Today is the release day of my book cleverly (?) titled Boring: Finding and Extraordinary God in an Ordinary Life. I’ll spare you the suspense and let you know that it’s autobiographical, at least in the sense that I live a largely ordinary kind of life. I get up at the same time, go through the same routine, drive the same route, go through the same tasks, and then go to bed at roughly the same time on a daily basis. Chances are so do you, or at least your version of it. The fact is that all of us are going to spend the bulk of our time on this planet doing things that might be considered boring – paying bills, living in a routine, going to work, parenting kids.
In looking at that kind of life, one might rightly wonder whether anyone wants to read about it. I guess time will tell, but the real reason I wrote this book is because of a few select other people who are very close to me. These are people who raise their families in godly ways, are faithful church members, and work in secular fields where they have chances to share the gospel regularly. But these are also people who have, in my conversations with them, regularly asked the question of whether or not they are really doing anything significant with their lives. Because we live in a culture that’s constantly feeding an obsession with excitement and grandeur, we look at these seemingly mundane areas of our lives as things to be escaped from. The Christian spin on our cultural tendency becomes apparent when we think of the work of the Lord in terms of the big and grand when in actuality most of our commitment to and faith in Jesus is lived out in the seemingly small, everyday choices of real life. I wanted those people who do the same thing, over and over again, to know that they matter. They are important. And God is not only with them, He is for them right in the middle of their day-to-day lives.
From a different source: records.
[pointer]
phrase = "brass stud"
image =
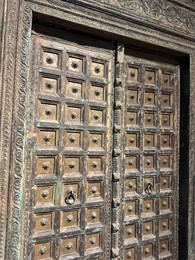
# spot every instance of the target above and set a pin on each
(44, 222)
(148, 206)
(130, 231)
(164, 203)
(129, 255)
(94, 165)
(130, 208)
(72, 140)
(49, 85)
(69, 246)
(46, 165)
(48, 113)
(47, 138)
(73, 115)
(147, 228)
(146, 250)
(49, 60)
(149, 119)
(45, 193)
(74, 65)
(72, 165)
(43, 250)
(164, 182)
(97, 93)
(163, 246)
(92, 240)
(93, 215)
(96, 117)
(97, 70)
(74, 90)
(130, 185)
(164, 224)
(131, 140)
(148, 162)
(70, 218)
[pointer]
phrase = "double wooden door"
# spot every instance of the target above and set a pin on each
(103, 129)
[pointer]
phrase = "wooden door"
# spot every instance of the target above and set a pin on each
(103, 130)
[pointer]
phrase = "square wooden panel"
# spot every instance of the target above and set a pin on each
(133, 74)
(131, 209)
(166, 120)
(164, 247)
(147, 251)
(72, 165)
(45, 194)
(47, 138)
(130, 232)
(166, 100)
(96, 116)
(130, 254)
(48, 112)
(132, 140)
(150, 120)
(44, 222)
(149, 98)
(165, 226)
(132, 118)
(74, 115)
(150, 77)
(166, 80)
(149, 185)
(165, 183)
(93, 215)
(49, 85)
(99, 68)
(70, 219)
(74, 89)
(51, 59)
(73, 139)
(75, 63)
(165, 204)
(94, 165)
(45, 165)
(70, 194)
(148, 230)
(165, 141)
(165, 161)
(94, 190)
(69, 246)
(148, 206)
(95, 140)
(149, 141)
(42, 251)
(97, 93)
(132, 96)
(149, 163)
(131, 185)
(131, 163)
(92, 241)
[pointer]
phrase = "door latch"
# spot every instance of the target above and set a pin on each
(148, 189)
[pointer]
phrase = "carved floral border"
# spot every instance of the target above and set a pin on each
(16, 86)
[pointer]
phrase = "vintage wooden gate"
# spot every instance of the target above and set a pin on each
(103, 129)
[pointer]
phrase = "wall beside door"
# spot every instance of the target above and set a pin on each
(166, 27)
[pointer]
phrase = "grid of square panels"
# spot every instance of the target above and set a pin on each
(71, 151)
(149, 169)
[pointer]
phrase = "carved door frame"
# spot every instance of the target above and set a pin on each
(177, 35)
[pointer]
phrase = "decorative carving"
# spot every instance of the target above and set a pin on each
(168, 14)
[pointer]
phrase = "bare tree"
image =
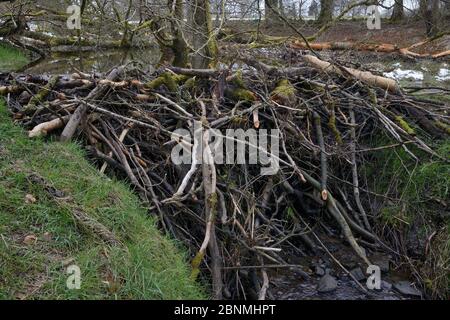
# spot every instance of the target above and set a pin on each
(326, 11)
(397, 13)
(430, 12)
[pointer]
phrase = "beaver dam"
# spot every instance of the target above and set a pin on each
(310, 219)
(292, 158)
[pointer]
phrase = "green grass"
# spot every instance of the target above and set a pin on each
(11, 59)
(423, 193)
(147, 265)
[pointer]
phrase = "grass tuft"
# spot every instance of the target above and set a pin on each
(147, 266)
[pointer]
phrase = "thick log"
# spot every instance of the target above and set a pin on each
(365, 76)
(45, 127)
(75, 120)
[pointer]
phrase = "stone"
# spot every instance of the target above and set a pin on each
(358, 274)
(405, 287)
(327, 284)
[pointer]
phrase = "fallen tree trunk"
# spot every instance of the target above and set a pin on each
(365, 76)
(383, 47)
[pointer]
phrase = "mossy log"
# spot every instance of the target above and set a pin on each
(284, 93)
(41, 95)
(237, 91)
(169, 80)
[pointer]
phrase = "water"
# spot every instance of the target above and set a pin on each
(425, 73)
(95, 61)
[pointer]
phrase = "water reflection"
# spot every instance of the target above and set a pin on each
(95, 61)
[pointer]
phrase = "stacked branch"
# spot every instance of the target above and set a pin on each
(231, 215)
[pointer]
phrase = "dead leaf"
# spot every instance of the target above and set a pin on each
(30, 239)
(47, 236)
(29, 198)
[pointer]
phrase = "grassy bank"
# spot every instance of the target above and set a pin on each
(40, 234)
(11, 59)
(415, 215)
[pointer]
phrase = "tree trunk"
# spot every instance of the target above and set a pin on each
(397, 13)
(270, 6)
(179, 45)
(203, 38)
(429, 10)
(326, 11)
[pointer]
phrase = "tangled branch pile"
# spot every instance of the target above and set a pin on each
(231, 215)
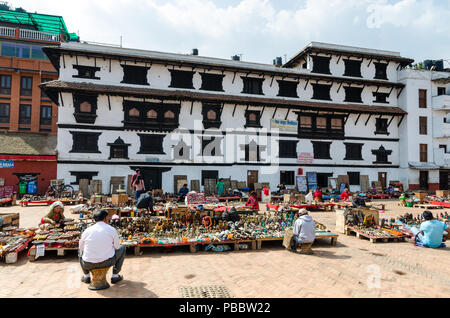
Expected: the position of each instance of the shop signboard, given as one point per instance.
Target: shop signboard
(7, 164)
(302, 184)
(312, 180)
(6, 191)
(284, 125)
(305, 158)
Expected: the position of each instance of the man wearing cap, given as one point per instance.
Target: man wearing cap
(432, 233)
(304, 229)
(99, 247)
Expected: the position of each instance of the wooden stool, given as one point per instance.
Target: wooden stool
(305, 249)
(98, 279)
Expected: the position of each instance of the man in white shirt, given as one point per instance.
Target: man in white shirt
(304, 229)
(99, 247)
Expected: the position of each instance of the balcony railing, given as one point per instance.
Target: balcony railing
(29, 34)
(441, 102)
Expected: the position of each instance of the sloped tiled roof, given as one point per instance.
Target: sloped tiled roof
(12, 143)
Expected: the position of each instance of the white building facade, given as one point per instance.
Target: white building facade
(425, 136)
(332, 110)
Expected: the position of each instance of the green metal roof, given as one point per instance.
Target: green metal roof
(39, 22)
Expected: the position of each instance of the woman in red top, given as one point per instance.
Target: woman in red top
(345, 195)
(253, 201)
(318, 195)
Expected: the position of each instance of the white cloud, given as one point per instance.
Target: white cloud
(260, 29)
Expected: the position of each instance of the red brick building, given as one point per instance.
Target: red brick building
(28, 118)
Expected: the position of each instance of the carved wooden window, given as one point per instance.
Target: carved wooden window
(353, 94)
(321, 92)
(152, 114)
(321, 64)
(352, 68)
(381, 97)
(381, 71)
(135, 75)
(182, 79)
(85, 107)
(169, 115)
(134, 113)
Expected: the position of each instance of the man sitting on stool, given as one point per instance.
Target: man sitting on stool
(145, 201)
(304, 229)
(99, 247)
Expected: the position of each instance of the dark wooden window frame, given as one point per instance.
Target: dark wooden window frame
(26, 91)
(84, 117)
(156, 140)
(423, 153)
(25, 120)
(381, 71)
(288, 149)
(252, 85)
(353, 94)
(381, 97)
(423, 96)
(207, 123)
(423, 125)
(135, 75)
(80, 146)
(287, 177)
(354, 177)
(318, 152)
(321, 91)
(321, 64)
(212, 82)
(382, 155)
(5, 119)
(352, 68)
(46, 121)
(317, 133)
(353, 151)
(147, 124)
(256, 124)
(381, 129)
(83, 69)
(5, 79)
(182, 79)
(119, 143)
(288, 89)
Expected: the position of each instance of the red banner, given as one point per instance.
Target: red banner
(27, 158)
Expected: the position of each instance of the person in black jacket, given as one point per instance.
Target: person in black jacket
(145, 201)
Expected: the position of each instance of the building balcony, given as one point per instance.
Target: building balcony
(441, 128)
(441, 102)
(442, 158)
(25, 34)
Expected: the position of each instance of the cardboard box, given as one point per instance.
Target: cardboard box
(9, 219)
(442, 193)
(99, 199)
(118, 199)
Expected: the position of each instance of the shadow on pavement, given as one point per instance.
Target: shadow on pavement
(127, 289)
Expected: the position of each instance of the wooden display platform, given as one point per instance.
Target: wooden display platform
(319, 236)
(442, 204)
(429, 207)
(12, 257)
(6, 202)
(193, 246)
(61, 251)
(48, 202)
(350, 231)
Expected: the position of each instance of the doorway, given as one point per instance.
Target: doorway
(444, 179)
(252, 178)
(423, 180)
(382, 179)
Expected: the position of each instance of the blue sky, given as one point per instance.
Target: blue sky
(259, 29)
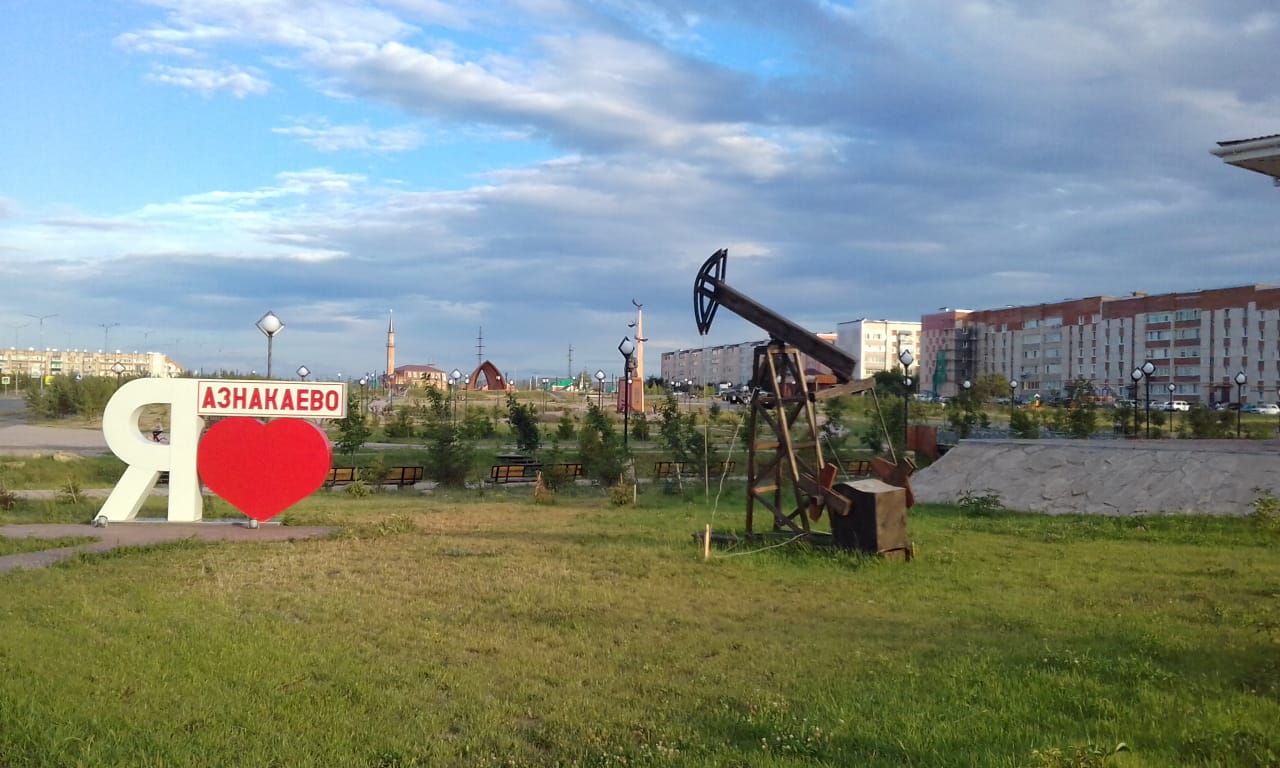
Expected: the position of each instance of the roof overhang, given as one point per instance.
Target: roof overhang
(1260, 155)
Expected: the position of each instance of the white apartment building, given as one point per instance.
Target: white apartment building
(876, 344)
(86, 362)
(1197, 341)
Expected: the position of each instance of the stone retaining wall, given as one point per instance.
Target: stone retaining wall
(1107, 478)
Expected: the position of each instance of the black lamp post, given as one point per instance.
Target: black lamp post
(1239, 400)
(1147, 369)
(905, 359)
(270, 325)
(627, 350)
(455, 376)
(1013, 403)
(1137, 375)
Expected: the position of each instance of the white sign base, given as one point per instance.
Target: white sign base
(146, 458)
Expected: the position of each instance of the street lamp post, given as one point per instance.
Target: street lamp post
(627, 348)
(455, 376)
(1137, 375)
(1239, 400)
(1013, 403)
(1147, 369)
(905, 359)
(270, 325)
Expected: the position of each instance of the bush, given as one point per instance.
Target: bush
(1266, 511)
(71, 492)
(981, 504)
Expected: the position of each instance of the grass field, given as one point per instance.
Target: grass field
(487, 630)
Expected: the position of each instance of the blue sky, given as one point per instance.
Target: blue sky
(179, 167)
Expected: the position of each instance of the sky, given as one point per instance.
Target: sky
(526, 169)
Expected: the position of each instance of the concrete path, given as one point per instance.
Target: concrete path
(27, 439)
(1107, 476)
(142, 533)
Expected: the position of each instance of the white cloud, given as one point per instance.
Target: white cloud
(327, 137)
(206, 82)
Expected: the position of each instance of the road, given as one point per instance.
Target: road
(17, 437)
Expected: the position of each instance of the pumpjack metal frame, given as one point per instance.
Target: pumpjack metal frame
(784, 405)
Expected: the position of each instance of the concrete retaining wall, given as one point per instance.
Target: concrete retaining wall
(1107, 478)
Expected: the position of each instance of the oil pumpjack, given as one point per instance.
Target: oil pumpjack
(785, 448)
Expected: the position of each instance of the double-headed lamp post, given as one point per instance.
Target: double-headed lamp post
(1147, 369)
(905, 359)
(455, 376)
(627, 348)
(270, 325)
(1239, 400)
(1013, 403)
(1137, 375)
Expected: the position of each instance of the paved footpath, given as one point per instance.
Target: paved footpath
(140, 534)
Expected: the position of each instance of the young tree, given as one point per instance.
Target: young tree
(599, 448)
(524, 421)
(353, 429)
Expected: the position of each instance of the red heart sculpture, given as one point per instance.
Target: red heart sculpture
(263, 469)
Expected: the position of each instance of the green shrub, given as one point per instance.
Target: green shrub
(981, 504)
(1266, 511)
(71, 492)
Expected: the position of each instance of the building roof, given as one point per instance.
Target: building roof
(1260, 154)
(417, 369)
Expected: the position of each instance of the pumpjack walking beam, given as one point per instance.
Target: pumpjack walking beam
(781, 405)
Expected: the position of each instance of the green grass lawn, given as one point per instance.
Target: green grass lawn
(487, 630)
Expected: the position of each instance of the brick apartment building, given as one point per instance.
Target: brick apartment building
(1197, 341)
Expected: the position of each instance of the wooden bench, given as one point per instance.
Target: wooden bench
(570, 471)
(341, 475)
(860, 467)
(402, 476)
(521, 472)
(667, 470)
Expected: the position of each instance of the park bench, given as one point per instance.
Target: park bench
(862, 466)
(570, 471)
(400, 476)
(515, 472)
(667, 470)
(341, 475)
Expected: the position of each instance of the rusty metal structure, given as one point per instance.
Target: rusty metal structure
(786, 471)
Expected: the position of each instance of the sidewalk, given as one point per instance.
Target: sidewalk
(140, 534)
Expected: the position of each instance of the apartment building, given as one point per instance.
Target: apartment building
(1197, 341)
(876, 344)
(86, 362)
(726, 364)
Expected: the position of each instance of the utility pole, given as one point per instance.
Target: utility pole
(106, 329)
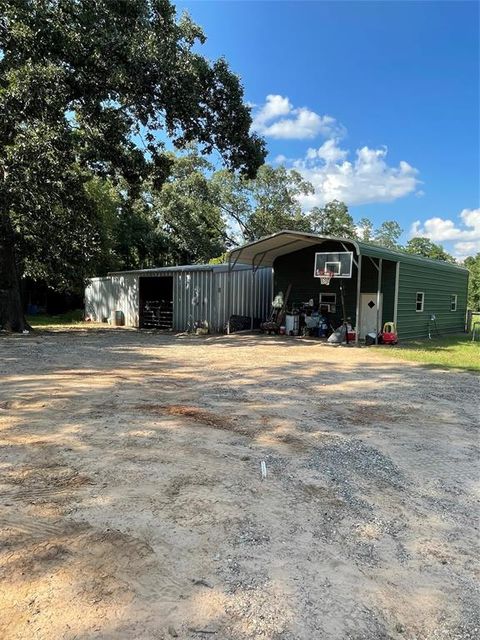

So the big idea behind the book is pretty simple: There is no such thing as ordinary when you follow an extraordinary God. So my primary prayer, as people read, is that they would look with fresh eyes on their regular schedule – the way they speak to others, the way they parent their children, the way they relate to their spouse, the way they spend money and the way they go to church – that they would see these normal occurrences ripe with meaning because of the presence of a God who makes the ordinary into something extraordinary. To put it another way, I hope we begin to do the same small things we did yesterday, but do them through the lens of faith, asking the ever-present and ever-active God to transform our vision of the ordinary into something wholly different than it is now.
So thank you, B&H Publishing. When you come to a publisher with a book that you want to call Boring, it makes you very thankful for a partner in ministry that believes in you. Thanks, Selma, for believing in me, and for continuing to give me opportunities to flesh out my heart on paper. Jed and Devin, thank you both for the constant encouragement and for helping me to be a better writer. Dave, thanks for all your hard work in helping get the word out about the project.
Thank you, my friends and family at Grace Community Church. So many of the ideas expressed in this book are the result of conversations, sermons, and Sunday school classes we’ve been a part of together. It would be difficult for me to express how formative living in the midst of this community of faith has been. I’m particularly grateful to Scott Patty and the team of elders who have shown me, through word and deed, how to find the great beauty, wonder, and significance right square in the middle of everyday life. It is my hope and prayer that we would continue together to do the next right thing.
And Jana—my great love. My bride. The one who has constantly been my biggest cheerleader. There’s no one in the world with whom I’d rather find the joy, excitement, and satisfaction of life in Jesus Christ.